I feel like these debates are often fueled by false arguments. Either way you go, you're going to want to build support tools and processes to tailor your VCS to your local needs.

5 comments

VCS access control are the wrong tool for solving the "people use code they shouldn't" complaint.

First, VCS ACLs will massively reduce the benefits you're supposed to get from a monorepo. How will you do global refactors in that kind of a situation? How does a maintainer of a library figure out how the clients are actually using it? (The clients must have visibility into the library, but the opposite it unlikely to be true.)

Second, let's say that I maintain a library with a supported public interface that's implemented in terms of an internal interface that nobody's supposed to use. How will VCS ACLs allow me to hide the implementation but not the interface? When they kick off a build, the compiler needs to be able to read the implementation parts to actually build the library. It can't be that the clients have access to read the headers but then link against a pre-build binary blob. At that point you don't have a monorepo, you've got multirepos stored in a monorepo.

The actual solution are build system ACLs. Not ACLs for people, but ACLs for projects. Anyone can read the code, but you can say "only source files in directory X can include this header" or "only build files in directory Y can link against this object file".

VCS ACLs can allow for read-only access. You can also split public interfaces into their own header. If you want the maintainer of a library to be able to refactor clients of the library, then you have to grant them access to the client code. How does a multirepo solve this issue?

> How will VCS ACLs allow me to hide the implementation but not the interface?

If you don't give people access to the code, they can't build it. So what? Publish pre-built binaries from your CI system back to source control.

> At that point you don't have a monorepo, you've got multirepos stored in a monorepo.
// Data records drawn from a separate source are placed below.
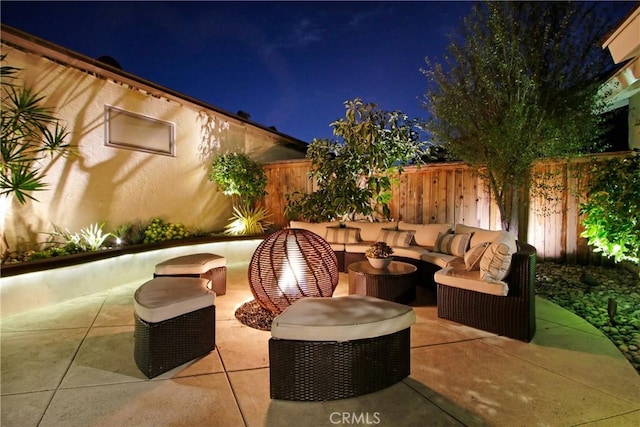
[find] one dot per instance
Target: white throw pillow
(399, 239)
(495, 262)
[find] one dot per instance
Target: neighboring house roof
(624, 46)
(33, 44)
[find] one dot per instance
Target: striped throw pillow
(399, 239)
(495, 262)
(452, 244)
(342, 235)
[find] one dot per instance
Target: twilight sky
(288, 64)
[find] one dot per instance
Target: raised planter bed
(33, 284)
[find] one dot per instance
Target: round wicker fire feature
(291, 264)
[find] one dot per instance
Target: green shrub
(159, 231)
(612, 222)
(247, 221)
(236, 174)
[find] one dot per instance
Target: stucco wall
(115, 185)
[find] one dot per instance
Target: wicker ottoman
(206, 266)
(174, 323)
(334, 348)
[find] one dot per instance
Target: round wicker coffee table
(394, 283)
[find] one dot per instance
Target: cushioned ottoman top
(341, 319)
(167, 297)
(191, 264)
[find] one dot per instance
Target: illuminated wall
(116, 185)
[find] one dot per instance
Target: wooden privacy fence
(453, 193)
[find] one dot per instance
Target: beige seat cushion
(341, 319)
(395, 238)
(369, 230)
(425, 234)
(441, 260)
(167, 297)
(320, 228)
(412, 252)
(342, 235)
(470, 280)
(191, 264)
(482, 235)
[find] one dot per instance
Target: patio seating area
(72, 364)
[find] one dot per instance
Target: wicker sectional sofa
(483, 278)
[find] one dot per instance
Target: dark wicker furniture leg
(329, 370)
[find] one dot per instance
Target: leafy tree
(236, 174)
(612, 221)
(241, 177)
(519, 82)
(355, 173)
(29, 133)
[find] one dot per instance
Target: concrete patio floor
(71, 364)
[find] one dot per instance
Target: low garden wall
(32, 285)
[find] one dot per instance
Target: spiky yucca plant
(247, 221)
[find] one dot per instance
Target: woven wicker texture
(160, 347)
(329, 370)
(513, 315)
(218, 277)
(398, 285)
(291, 264)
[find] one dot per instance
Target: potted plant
(379, 255)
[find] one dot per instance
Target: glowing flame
(292, 269)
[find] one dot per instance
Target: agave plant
(90, 238)
(247, 221)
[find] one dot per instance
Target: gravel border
(606, 297)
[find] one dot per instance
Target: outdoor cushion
(369, 230)
(167, 297)
(436, 258)
(425, 234)
(481, 235)
(470, 280)
(412, 252)
(473, 256)
(190, 264)
(339, 319)
(396, 238)
(358, 248)
(454, 244)
(342, 235)
(495, 262)
(320, 228)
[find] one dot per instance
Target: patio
(71, 364)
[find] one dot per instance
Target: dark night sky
(288, 64)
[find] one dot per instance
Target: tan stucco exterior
(623, 88)
(103, 184)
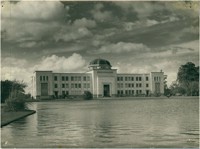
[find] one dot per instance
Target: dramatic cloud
(84, 23)
(74, 63)
(135, 36)
(122, 47)
(99, 14)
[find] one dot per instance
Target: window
(88, 85)
(122, 92)
(84, 85)
(88, 78)
(118, 92)
(55, 78)
(126, 91)
(72, 85)
(67, 85)
(129, 85)
(56, 85)
(132, 91)
(84, 78)
(63, 78)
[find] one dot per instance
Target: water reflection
(107, 123)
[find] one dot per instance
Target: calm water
(108, 123)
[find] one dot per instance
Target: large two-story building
(101, 80)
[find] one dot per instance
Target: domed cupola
(100, 64)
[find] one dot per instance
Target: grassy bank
(8, 117)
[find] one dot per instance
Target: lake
(108, 123)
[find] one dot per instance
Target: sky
(135, 36)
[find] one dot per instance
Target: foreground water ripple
(131, 123)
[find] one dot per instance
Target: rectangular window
(67, 85)
(122, 92)
(88, 85)
(84, 85)
(129, 85)
(88, 78)
(126, 91)
(136, 91)
(63, 78)
(132, 91)
(84, 78)
(55, 78)
(56, 85)
(118, 92)
(72, 85)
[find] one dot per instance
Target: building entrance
(106, 90)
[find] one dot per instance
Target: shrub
(87, 95)
(16, 102)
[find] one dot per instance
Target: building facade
(101, 80)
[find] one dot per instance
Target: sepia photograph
(99, 74)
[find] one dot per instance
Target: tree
(8, 86)
(188, 78)
(87, 95)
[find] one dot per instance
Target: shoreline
(118, 98)
(9, 117)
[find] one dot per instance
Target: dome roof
(100, 64)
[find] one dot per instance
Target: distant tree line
(187, 82)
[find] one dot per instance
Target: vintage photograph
(99, 74)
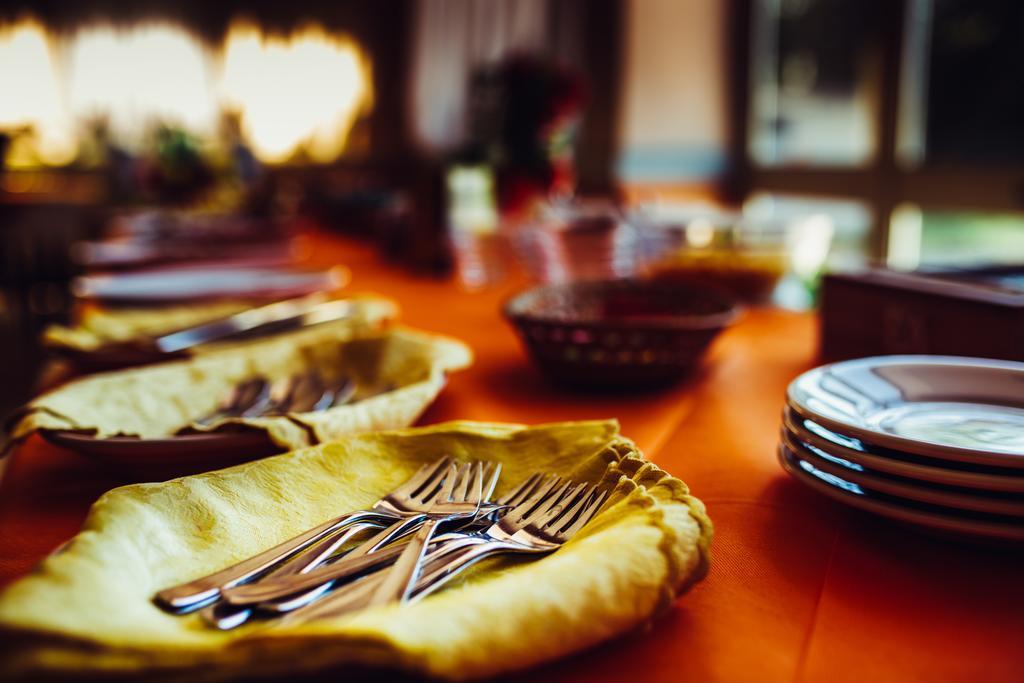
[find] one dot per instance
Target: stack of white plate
(936, 441)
I think it's a spectrum. It would be stupid to dogmatically stick to either extreme. You modify things in a pragmatic fashion to solve the problems you're facing. In my experience, starting with a monorepo and making exceptions as needed has worked better than the alternative.

Your post sounds similar to a lot of the multi/mono repo discussions. You've focused on one problem and one way to solve that problem without considering that there are many ways to work around it. Neither approach is going to be pain-free and both require tooling for special scenarios.
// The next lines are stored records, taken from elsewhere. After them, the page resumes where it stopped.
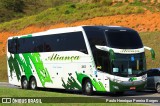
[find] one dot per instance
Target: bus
(84, 58)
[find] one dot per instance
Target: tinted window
(65, 42)
(101, 58)
(96, 38)
(124, 39)
(12, 46)
(73, 41)
(153, 72)
(47, 43)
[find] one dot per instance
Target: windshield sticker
(115, 70)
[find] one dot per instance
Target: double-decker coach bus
(86, 58)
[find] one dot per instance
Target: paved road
(145, 93)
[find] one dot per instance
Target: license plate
(132, 88)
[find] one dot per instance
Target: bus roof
(75, 29)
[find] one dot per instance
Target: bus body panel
(67, 69)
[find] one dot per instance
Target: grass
(68, 13)
(15, 92)
(150, 39)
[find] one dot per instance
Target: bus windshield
(128, 65)
(124, 39)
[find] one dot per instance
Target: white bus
(86, 58)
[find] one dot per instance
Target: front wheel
(87, 87)
(33, 83)
(24, 83)
(158, 88)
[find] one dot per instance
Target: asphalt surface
(145, 93)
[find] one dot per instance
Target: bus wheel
(33, 83)
(87, 87)
(119, 93)
(24, 83)
(158, 88)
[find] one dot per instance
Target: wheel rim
(33, 85)
(88, 87)
(25, 84)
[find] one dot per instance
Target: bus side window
(12, 46)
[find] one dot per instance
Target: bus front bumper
(127, 86)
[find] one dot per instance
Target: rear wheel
(87, 87)
(33, 83)
(158, 88)
(24, 83)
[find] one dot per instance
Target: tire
(158, 88)
(87, 87)
(24, 83)
(33, 84)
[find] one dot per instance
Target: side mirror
(112, 55)
(152, 52)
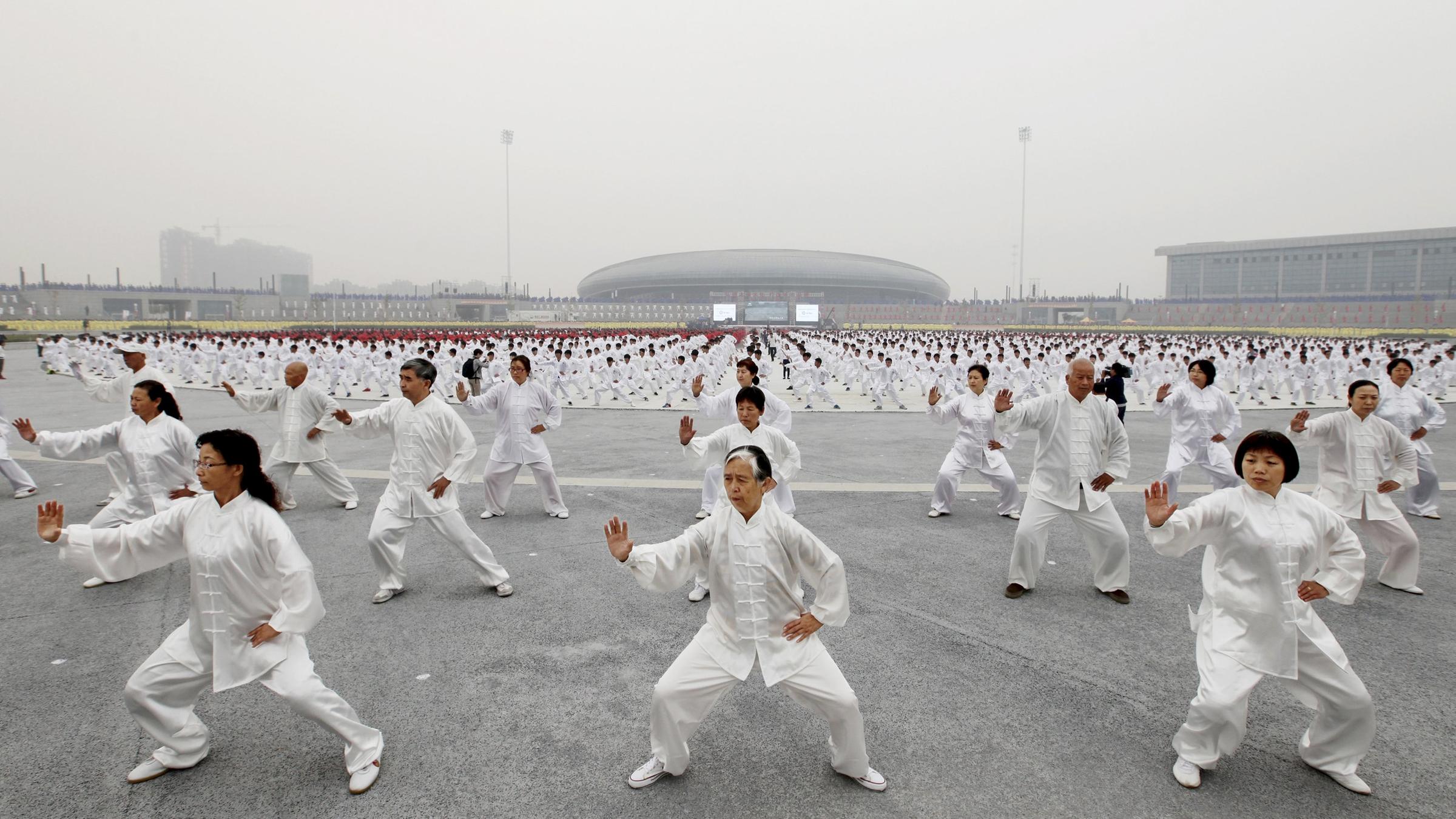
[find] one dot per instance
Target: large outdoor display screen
(766, 312)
Bazel has this via the 'visibility' attribute on packages and build rules: https://docs.bazel.build/versions/master/skylark/build-style...
> VCS access control are the wrong tool for solving the "people use code they shouldn't" complaint.

I agree

> The actual solution are build system ACLs.

Or, maybe, better languages enforcing better design. In most of the cases artifacts and libraries are not related to the domain, engineers create them just to establish artificial boundaries between code components, isolate irrelated things, enforce encapsulation and avoid accidental mixing of metalanguages.
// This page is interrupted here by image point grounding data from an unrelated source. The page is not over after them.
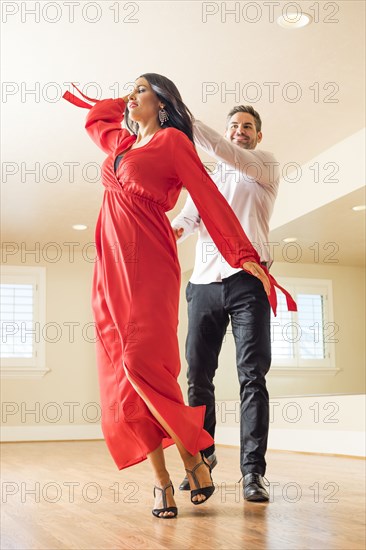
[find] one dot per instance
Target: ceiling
(49, 177)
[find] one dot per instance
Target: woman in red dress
(137, 279)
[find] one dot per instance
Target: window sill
(301, 371)
(23, 372)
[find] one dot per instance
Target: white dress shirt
(248, 179)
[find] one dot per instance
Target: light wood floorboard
(317, 502)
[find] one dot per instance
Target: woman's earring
(163, 116)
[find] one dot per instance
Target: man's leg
(207, 323)
(250, 318)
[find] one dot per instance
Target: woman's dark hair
(180, 116)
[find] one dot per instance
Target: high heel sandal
(205, 491)
(157, 511)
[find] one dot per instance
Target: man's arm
(259, 165)
(188, 219)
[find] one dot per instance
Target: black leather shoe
(210, 460)
(254, 489)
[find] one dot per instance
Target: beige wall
(73, 375)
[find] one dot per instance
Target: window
(22, 314)
(304, 340)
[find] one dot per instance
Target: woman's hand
(256, 270)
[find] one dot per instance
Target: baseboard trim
(351, 443)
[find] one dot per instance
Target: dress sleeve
(103, 124)
(217, 215)
(104, 119)
(188, 219)
(261, 166)
(220, 220)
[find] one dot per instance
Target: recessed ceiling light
(294, 20)
(79, 227)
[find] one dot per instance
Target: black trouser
(241, 299)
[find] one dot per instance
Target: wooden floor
(70, 495)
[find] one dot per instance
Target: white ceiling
(170, 38)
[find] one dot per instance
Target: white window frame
(297, 366)
(34, 367)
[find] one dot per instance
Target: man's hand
(256, 270)
(178, 232)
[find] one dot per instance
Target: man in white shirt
(218, 293)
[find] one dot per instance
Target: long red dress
(137, 280)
It would be lot better to have a smart compiler for this.

A tool which can prevent us from mixing different abstraction layers, creating unneccessary horizontal links between our components, etc, etc.

I have a couple of ideas how such a thing may look like.

> Monorepo shortcomings 1 and 2 seem like bullshit to me.

It's a blogpost and the author didn't try to build a total and exhaustive formal system. These shortcomings are not absolute truth but actually they are true.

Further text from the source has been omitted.